Dynamic Entropy Tuning in Reinforcement Learning Low-Level Quadcopter Control: Stochasticity vs Determinism

arXiv – CS AI|Youssef Mahran, Zeyad Gamal, Ayman El-Badawy|
🤖AI Summary

Researchers compare dynamic entropy tuning in stochastic reinforcement learning policies versus deterministic policies for quadcopter control, finding that dynamic entropy adjustment in the Soft Actor-Critic algorithm prevents catastrophic forgetting and improves exploration efficiency compared to static entropy or purely deterministic approaches using TD3.

Analysis

This research addresses a fundamental challenge in reinforcement learning: balancing exploration and exploitation during training while maintaining stable control performance. The study demonstrates that dynamic entropy tuning—adjusting the randomness of action selection during training—provides measurable advantages in low-level robotic control tasks. By comparing SAC with dynamic entropy against static entropy variants and TD3's deterministic approach, the researchers identify a critical sweet spot where controlled stochasticity during training leads to more robust policies.

The problem of catastrophic forgetting occurs when neural networks trained on new tasks forget previously learned knowledge, a significant issue in sequential control tasks. The dynamic entropy mechanism appears to mitigate this through continuous exploration that refreshes and stabilizes learned representations. This builds on years of RL research showing that pure determinism often converges to local optima while uncontrolled stochasticity introduces excessive noise.

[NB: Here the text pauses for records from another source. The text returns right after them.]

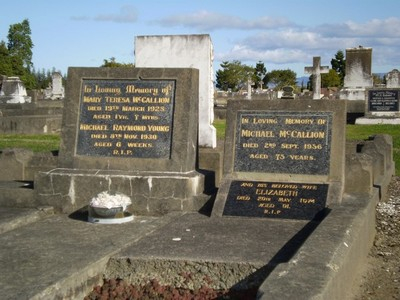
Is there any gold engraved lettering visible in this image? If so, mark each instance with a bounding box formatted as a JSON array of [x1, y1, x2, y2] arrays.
[[236, 195, 250, 201], [243, 143, 258, 148], [257, 196, 271, 201], [253, 118, 278, 124], [258, 203, 275, 208], [264, 209, 282, 215], [281, 143, 299, 149], [147, 106, 166, 112], [124, 133, 138, 140], [113, 149, 133, 156], [249, 153, 269, 159], [121, 106, 145, 111], [114, 114, 129, 120], [104, 97, 131, 103], [289, 154, 315, 160], [83, 96, 101, 103], [93, 142, 112, 147], [256, 189, 299, 197], [279, 130, 325, 139], [125, 84, 158, 96], [87, 106, 101, 111], [142, 115, 160, 121], [93, 115, 111, 120], [285, 118, 314, 125], [90, 133, 108, 139], [278, 197, 292, 203], [303, 144, 322, 150], [128, 142, 153, 148], [94, 85, 121, 95], [79, 124, 108, 131], [140, 134, 158, 140], [241, 129, 275, 137], [147, 125, 169, 132], [299, 198, 315, 204], [132, 97, 171, 104], [112, 124, 146, 131]]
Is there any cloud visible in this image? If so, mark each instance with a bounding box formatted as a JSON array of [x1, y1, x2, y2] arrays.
[[152, 11, 293, 31], [71, 5, 138, 23]]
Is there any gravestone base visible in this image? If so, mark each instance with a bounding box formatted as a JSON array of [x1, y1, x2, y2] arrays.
[[35, 169, 209, 215]]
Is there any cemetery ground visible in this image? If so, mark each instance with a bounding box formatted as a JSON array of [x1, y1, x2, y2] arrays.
[[0, 121, 400, 300]]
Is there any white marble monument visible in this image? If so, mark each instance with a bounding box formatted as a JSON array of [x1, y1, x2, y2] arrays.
[[135, 34, 217, 148]]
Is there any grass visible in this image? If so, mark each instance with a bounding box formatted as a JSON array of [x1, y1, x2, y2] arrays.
[[0, 120, 400, 176], [0, 134, 60, 152]]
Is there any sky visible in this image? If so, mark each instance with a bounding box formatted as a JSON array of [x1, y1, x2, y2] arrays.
[[0, 0, 400, 77]]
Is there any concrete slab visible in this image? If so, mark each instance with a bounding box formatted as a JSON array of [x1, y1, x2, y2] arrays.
[[0, 209, 177, 299]]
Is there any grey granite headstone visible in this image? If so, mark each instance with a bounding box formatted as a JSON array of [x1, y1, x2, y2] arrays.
[[35, 68, 209, 214], [212, 100, 346, 219]]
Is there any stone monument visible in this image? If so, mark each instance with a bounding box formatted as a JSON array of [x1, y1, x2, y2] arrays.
[[212, 100, 346, 220], [135, 34, 217, 148], [386, 69, 400, 88], [356, 87, 400, 124], [339, 46, 373, 101], [44, 72, 65, 100], [304, 56, 329, 100], [35, 68, 208, 215], [0, 77, 31, 103]]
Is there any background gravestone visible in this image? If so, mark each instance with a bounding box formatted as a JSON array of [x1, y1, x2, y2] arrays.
[[35, 68, 207, 214], [135, 34, 217, 148], [213, 100, 346, 219]]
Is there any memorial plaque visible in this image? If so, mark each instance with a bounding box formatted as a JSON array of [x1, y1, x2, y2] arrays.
[[223, 181, 328, 220], [368, 90, 399, 112], [234, 111, 332, 175], [76, 79, 175, 159]]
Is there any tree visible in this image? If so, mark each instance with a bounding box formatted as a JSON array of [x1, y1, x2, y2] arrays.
[[264, 69, 296, 90], [216, 60, 254, 91], [254, 61, 267, 89], [7, 19, 33, 70], [331, 50, 346, 86], [321, 69, 341, 88], [100, 57, 135, 68]]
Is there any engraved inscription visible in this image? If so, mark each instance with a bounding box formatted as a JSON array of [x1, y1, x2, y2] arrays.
[[234, 111, 332, 174], [223, 181, 328, 220], [76, 79, 175, 159], [368, 90, 399, 112]]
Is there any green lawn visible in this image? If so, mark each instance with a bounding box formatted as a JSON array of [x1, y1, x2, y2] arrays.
[[0, 120, 400, 176]]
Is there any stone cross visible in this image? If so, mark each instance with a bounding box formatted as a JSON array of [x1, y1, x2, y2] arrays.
[[304, 56, 329, 100]]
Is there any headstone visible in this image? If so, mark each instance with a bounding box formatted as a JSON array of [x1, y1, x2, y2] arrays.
[[212, 100, 346, 220], [356, 88, 400, 124], [0, 77, 31, 103], [280, 86, 294, 99], [386, 69, 400, 88], [135, 34, 217, 148], [340, 46, 373, 101], [304, 56, 329, 100], [45, 72, 65, 100], [35, 68, 209, 214]]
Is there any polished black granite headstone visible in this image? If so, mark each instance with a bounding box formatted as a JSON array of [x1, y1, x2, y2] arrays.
[[234, 111, 332, 174], [368, 89, 399, 112]]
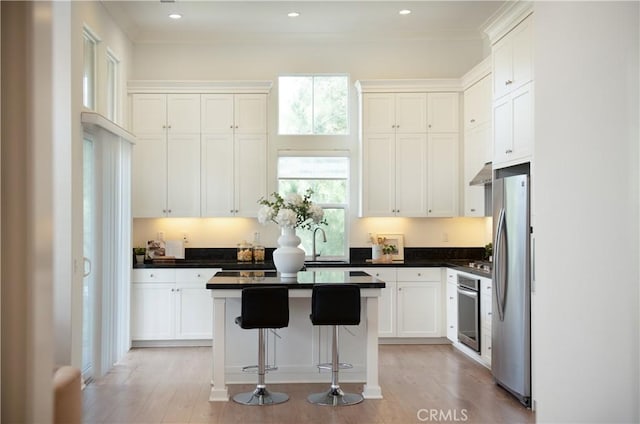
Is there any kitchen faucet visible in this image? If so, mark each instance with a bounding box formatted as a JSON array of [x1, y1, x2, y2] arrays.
[[311, 227, 327, 261]]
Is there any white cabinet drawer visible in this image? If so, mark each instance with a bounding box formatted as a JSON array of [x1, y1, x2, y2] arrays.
[[445, 268, 458, 284], [176, 268, 222, 283], [131, 268, 176, 283], [363, 268, 396, 282], [397, 268, 442, 282]]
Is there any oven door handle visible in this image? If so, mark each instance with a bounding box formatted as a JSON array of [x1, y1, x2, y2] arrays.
[[458, 286, 478, 299]]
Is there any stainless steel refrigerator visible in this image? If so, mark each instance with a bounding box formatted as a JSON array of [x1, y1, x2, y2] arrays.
[[491, 165, 531, 406]]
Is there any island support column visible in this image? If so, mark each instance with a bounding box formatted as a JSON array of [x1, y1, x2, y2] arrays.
[[362, 296, 382, 399], [209, 290, 229, 401]]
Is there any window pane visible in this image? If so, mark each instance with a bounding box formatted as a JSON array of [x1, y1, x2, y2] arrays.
[[296, 208, 348, 257], [278, 156, 349, 178], [278, 180, 347, 204], [278, 77, 313, 134], [313, 76, 349, 134], [82, 35, 96, 109]]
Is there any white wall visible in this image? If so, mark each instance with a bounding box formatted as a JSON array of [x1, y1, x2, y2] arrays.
[[132, 39, 491, 247], [533, 2, 640, 422]]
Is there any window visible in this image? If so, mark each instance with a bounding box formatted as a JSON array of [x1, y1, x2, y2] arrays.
[[278, 75, 349, 135], [278, 152, 349, 259], [107, 50, 120, 122], [82, 27, 100, 110]]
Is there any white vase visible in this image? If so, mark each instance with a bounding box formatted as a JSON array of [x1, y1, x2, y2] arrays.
[[273, 227, 304, 278]]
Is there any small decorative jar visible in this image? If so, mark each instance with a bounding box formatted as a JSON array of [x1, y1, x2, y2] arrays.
[[237, 240, 253, 262]]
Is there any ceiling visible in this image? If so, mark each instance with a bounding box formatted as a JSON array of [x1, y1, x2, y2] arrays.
[[102, 0, 505, 43]]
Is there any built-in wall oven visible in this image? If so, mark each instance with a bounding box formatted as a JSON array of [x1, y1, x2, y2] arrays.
[[458, 274, 480, 352]]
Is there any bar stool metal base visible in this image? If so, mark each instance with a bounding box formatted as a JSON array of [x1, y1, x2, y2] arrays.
[[307, 387, 364, 406], [233, 386, 289, 405]]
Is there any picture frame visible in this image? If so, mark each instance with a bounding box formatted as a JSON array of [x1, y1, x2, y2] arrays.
[[376, 234, 404, 261]]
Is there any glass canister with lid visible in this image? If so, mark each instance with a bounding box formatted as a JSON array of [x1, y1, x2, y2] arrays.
[[237, 240, 253, 262], [253, 233, 264, 262]]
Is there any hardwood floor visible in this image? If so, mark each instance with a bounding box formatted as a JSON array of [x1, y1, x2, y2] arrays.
[[83, 345, 535, 424]]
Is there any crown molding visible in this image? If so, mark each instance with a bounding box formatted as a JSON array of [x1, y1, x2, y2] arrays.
[[80, 112, 136, 144], [127, 80, 273, 94], [355, 78, 462, 94], [460, 56, 491, 90], [484, 0, 533, 44]]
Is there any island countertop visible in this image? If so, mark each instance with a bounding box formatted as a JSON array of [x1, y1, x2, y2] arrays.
[[207, 270, 385, 290]]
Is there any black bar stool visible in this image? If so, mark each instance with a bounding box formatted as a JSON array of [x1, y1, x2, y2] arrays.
[[233, 286, 289, 405], [307, 284, 364, 406]]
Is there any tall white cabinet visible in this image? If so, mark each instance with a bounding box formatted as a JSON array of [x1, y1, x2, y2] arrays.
[[201, 94, 267, 217], [132, 93, 200, 217], [356, 81, 460, 217], [128, 81, 271, 218], [462, 58, 493, 217], [487, 10, 534, 168]]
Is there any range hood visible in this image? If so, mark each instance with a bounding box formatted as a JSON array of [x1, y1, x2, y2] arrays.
[[469, 162, 493, 185]]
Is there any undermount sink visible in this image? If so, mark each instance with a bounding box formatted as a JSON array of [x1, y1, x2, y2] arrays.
[[304, 259, 349, 266]]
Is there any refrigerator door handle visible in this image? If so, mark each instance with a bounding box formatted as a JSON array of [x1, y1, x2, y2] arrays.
[[494, 208, 505, 321]]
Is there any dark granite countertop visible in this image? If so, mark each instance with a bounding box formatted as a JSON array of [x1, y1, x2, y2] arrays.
[[133, 248, 491, 278], [207, 270, 385, 290]]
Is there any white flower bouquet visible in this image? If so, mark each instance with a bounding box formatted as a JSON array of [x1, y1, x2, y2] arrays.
[[258, 189, 327, 230]]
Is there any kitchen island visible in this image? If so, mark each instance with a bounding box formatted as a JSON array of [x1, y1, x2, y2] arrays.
[[206, 270, 385, 401]]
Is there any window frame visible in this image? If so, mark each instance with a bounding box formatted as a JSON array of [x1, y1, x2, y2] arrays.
[[105, 48, 120, 123], [276, 72, 352, 137], [82, 24, 102, 111], [276, 150, 352, 261]]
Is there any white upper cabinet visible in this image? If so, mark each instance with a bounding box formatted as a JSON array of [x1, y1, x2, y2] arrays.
[[427, 93, 460, 133], [491, 15, 533, 99], [356, 80, 460, 217], [362, 93, 427, 134], [489, 9, 534, 169], [132, 94, 200, 218], [464, 74, 492, 132], [201, 94, 267, 134], [201, 94, 267, 217], [427, 133, 459, 217]]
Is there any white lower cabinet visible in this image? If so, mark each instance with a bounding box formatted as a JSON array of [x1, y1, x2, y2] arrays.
[[446, 268, 458, 343], [131, 268, 219, 341], [364, 268, 443, 338], [480, 278, 492, 366]]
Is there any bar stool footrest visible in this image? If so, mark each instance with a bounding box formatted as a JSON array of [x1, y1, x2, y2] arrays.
[[316, 362, 353, 371], [242, 365, 278, 374]]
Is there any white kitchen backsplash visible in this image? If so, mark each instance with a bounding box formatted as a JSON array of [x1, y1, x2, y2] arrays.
[[133, 218, 492, 248]]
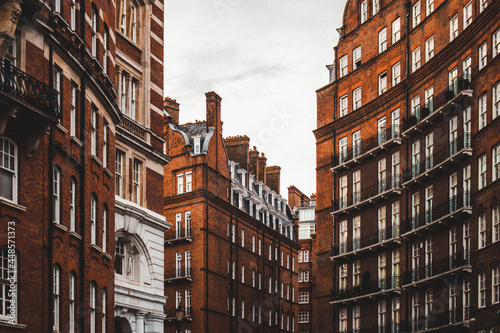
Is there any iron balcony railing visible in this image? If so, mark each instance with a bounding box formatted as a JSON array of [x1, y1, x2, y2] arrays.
[[334, 174, 401, 212], [333, 124, 401, 167], [0, 59, 61, 119], [403, 191, 471, 233], [330, 277, 399, 302], [405, 250, 471, 284], [404, 133, 472, 186], [332, 225, 401, 257], [403, 76, 472, 131]]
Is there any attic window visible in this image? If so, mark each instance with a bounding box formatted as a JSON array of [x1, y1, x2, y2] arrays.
[[194, 138, 201, 154]]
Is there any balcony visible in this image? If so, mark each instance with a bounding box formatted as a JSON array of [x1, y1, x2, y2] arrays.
[[330, 276, 401, 305], [165, 267, 193, 283], [403, 250, 472, 288], [0, 59, 61, 155], [401, 191, 472, 238], [403, 133, 472, 188], [331, 174, 401, 216], [165, 228, 193, 245], [330, 225, 401, 260], [402, 77, 472, 137], [331, 125, 401, 173]]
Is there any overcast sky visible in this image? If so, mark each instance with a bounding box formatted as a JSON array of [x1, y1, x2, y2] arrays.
[[165, 0, 345, 198]]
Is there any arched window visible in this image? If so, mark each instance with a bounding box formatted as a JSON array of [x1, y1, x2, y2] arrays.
[[90, 194, 97, 244], [0, 246, 18, 320], [69, 272, 76, 333], [52, 166, 62, 223], [52, 265, 61, 332], [0, 137, 17, 202], [90, 282, 97, 333], [90, 4, 98, 57]]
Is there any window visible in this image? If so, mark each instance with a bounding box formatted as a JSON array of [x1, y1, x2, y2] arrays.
[[90, 108, 97, 156], [425, 35, 434, 62], [477, 213, 486, 249], [450, 14, 458, 42], [378, 27, 387, 53], [69, 272, 76, 333], [54, 67, 62, 107], [69, 85, 77, 137], [360, 0, 368, 24], [352, 46, 361, 70], [0, 246, 18, 321], [352, 87, 361, 110], [491, 266, 500, 304], [352, 305, 361, 332], [464, 1, 472, 29], [339, 54, 347, 77], [102, 206, 108, 252], [377, 300, 386, 332], [491, 82, 500, 119], [479, 0, 488, 13], [52, 166, 62, 223], [477, 155, 486, 190], [411, 46, 421, 72], [101, 289, 108, 332], [478, 94, 487, 129], [478, 42, 488, 70], [378, 72, 387, 95], [52, 266, 61, 332], [132, 159, 142, 204], [90, 194, 97, 244], [372, 0, 380, 15], [352, 260, 361, 287], [352, 170, 361, 204], [492, 29, 500, 57], [90, 6, 98, 57], [411, 0, 420, 28], [339, 264, 347, 290], [477, 273, 486, 308], [338, 308, 347, 332], [339, 95, 349, 117], [299, 311, 309, 324], [90, 283, 96, 333], [102, 120, 109, 168], [69, 0, 76, 31], [392, 62, 401, 87], [491, 145, 500, 182], [115, 150, 125, 197], [425, 0, 434, 16]]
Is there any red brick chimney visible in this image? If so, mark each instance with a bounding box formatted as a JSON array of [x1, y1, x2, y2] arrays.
[[266, 165, 281, 194], [163, 97, 179, 125]]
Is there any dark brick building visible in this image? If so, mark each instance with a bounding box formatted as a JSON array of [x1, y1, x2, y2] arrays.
[[313, 0, 500, 332], [164, 92, 299, 332], [0, 0, 167, 333]]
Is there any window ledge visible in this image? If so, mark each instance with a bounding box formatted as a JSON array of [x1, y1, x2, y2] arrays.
[[69, 136, 83, 147], [0, 198, 26, 212], [69, 231, 82, 240], [0, 319, 26, 330], [52, 222, 68, 231]]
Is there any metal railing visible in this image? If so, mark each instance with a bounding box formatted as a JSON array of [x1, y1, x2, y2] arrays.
[[0, 59, 61, 118], [403, 76, 472, 131]]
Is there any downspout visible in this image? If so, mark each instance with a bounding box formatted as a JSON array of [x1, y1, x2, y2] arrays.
[[48, 44, 54, 331]]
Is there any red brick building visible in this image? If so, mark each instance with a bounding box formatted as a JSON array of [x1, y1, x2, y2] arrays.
[[288, 185, 316, 333], [313, 0, 500, 332], [164, 92, 299, 332], [0, 0, 167, 332]]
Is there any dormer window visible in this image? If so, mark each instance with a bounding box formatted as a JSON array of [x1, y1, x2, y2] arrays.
[[193, 138, 201, 154]]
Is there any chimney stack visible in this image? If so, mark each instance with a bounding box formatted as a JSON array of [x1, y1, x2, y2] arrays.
[[163, 97, 180, 125], [266, 165, 281, 194]]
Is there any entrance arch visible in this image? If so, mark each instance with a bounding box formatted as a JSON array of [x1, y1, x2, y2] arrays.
[[115, 317, 132, 333]]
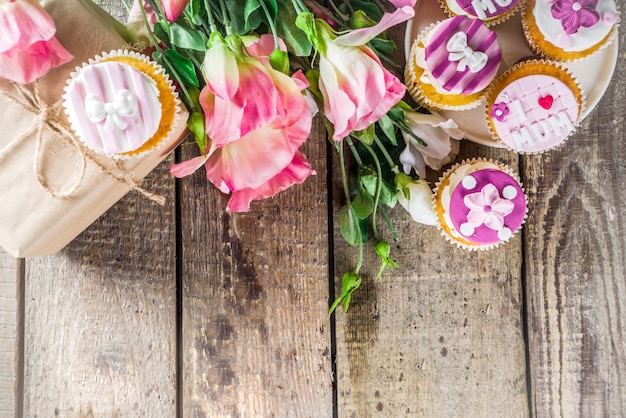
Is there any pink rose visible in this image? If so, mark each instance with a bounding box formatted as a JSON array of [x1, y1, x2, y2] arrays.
[[171, 36, 314, 212], [0, 0, 72, 84]]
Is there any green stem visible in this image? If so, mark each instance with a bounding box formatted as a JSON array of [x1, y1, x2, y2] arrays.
[[393, 120, 428, 147], [260, 0, 280, 49], [335, 142, 363, 274], [362, 143, 383, 241], [346, 137, 363, 167], [220, 0, 232, 35], [374, 136, 400, 174], [204, 0, 217, 33]]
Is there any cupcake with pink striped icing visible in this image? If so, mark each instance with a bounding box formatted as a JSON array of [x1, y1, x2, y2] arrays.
[[63, 51, 180, 159], [405, 16, 502, 110]]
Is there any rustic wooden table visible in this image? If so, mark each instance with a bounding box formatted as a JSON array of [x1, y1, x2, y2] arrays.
[[0, 0, 626, 417]]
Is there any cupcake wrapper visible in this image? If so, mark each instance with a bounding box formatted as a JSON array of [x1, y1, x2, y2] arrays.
[[404, 22, 487, 111], [438, 0, 526, 27], [432, 157, 528, 251], [63, 49, 181, 160], [485, 59, 586, 155]]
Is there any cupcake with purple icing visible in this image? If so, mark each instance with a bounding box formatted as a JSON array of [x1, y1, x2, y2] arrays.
[[522, 0, 619, 61], [405, 16, 502, 110], [434, 159, 527, 250]]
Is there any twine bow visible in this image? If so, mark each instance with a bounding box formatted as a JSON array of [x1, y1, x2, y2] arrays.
[[85, 89, 138, 132], [446, 32, 488, 73], [0, 83, 165, 206]]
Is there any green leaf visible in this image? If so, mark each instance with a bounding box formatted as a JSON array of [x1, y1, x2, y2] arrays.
[[350, 0, 383, 22], [339, 204, 361, 246], [187, 112, 207, 154], [378, 115, 398, 146], [276, 2, 313, 57], [352, 123, 376, 145], [165, 49, 200, 87], [270, 49, 290, 74], [328, 271, 362, 314], [380, 181, 398, 208], [350, 190, 374, 219], [170, 23, 207, 51], [153, 22, 172, 48]]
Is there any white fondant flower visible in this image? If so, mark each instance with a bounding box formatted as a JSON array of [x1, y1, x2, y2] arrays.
[[400, 111, 465, 178], [463, 183, 515, 231]]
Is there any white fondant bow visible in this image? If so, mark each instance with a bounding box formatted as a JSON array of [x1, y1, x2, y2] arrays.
[[85, 89, 138, 132], [446, 32, 488, 73]]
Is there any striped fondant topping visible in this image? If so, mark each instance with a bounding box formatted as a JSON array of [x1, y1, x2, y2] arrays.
[[424, 16, 502, 94]]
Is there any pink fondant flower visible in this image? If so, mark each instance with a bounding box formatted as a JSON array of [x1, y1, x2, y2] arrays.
[[489, 102, 511, 122], [0, 0, 72, 84], [400, 111, 465, 178], [171, 35, 314, 212], [296, 13, 413, 141], [551, 0, 600, 34], [463, 183, 515, 231]]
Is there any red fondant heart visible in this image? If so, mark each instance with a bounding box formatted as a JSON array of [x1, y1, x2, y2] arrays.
[[539, 96, 554, 110]]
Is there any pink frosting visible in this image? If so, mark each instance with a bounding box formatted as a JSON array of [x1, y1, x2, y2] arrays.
[[424, 16, 502, 94], [490, 74, 580, 152], [449, 168, 526, 245], [450, 0, 520, 20], [65, 61, 161, 155]]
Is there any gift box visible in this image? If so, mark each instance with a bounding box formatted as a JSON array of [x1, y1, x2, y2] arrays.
[[0, 0, 187, 257]]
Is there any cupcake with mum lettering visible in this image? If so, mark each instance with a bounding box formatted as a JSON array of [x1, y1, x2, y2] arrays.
[[485, 60, 584, 154], [63, 50, 180, 159], [433, 159, 527, 250], [439, 0, 528, 26], [405, 16, 502, 110]]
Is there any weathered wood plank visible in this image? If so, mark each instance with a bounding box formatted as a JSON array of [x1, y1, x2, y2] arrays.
[[525, 9, 626, 417], [335, 142, 528, 417], [0, 250, 23, 417], [24, 162, 176, 417], [181, 118, 332, 417]]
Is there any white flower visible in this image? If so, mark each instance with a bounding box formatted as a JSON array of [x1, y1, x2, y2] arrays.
[[400, 111, 465, 178], [463, 183, 515, 231], [396, 180, 437, 225]]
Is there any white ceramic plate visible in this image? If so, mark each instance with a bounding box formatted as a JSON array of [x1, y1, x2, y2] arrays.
[[404, 0, 618, 148]]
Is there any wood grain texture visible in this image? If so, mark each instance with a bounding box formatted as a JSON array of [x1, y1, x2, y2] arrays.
[[524, 6, 626, 417], [0, 250, 23, 417], [24, 161, 176, 417], [335, 142, 528, 417], [181, 118, 332, 417]]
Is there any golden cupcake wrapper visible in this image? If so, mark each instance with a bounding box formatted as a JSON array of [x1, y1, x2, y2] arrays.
[[438, 0, 526, 27]]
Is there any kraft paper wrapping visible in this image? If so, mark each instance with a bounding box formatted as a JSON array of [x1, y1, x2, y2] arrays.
[[0, 0, 187, 257]]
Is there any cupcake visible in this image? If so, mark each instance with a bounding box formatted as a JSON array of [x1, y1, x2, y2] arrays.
[[439, 0, 524, 26], [63, 51, 180, 159], [522, 0, 618, 61], [434, 159, 527, 250], [405, 16, 502, 110], [486, 60, 584, 153]]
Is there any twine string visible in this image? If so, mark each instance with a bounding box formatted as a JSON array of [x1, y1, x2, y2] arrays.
[[0, 83, 165, 206]]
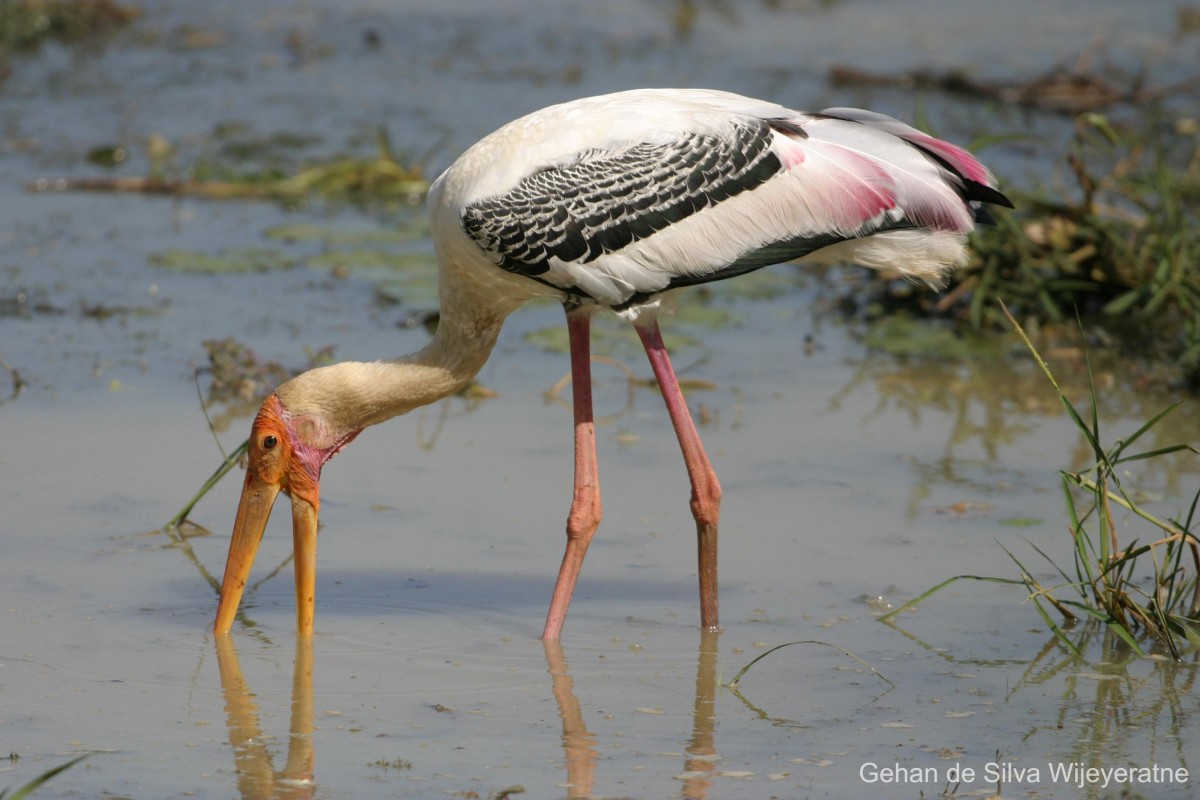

For the robotics and autonomous systems industry, these findings have practical implications. Quadcopter control represents a challenging domain with continuous state-action spaces and real-time constraints. More reliable RL algorithms reduce the need for extensive manual tuning and sim-to-real transfer complications. The results suggest that practitioners should consider dynamic entropy approaches when deploying SAC-based controllers rather than static configurations.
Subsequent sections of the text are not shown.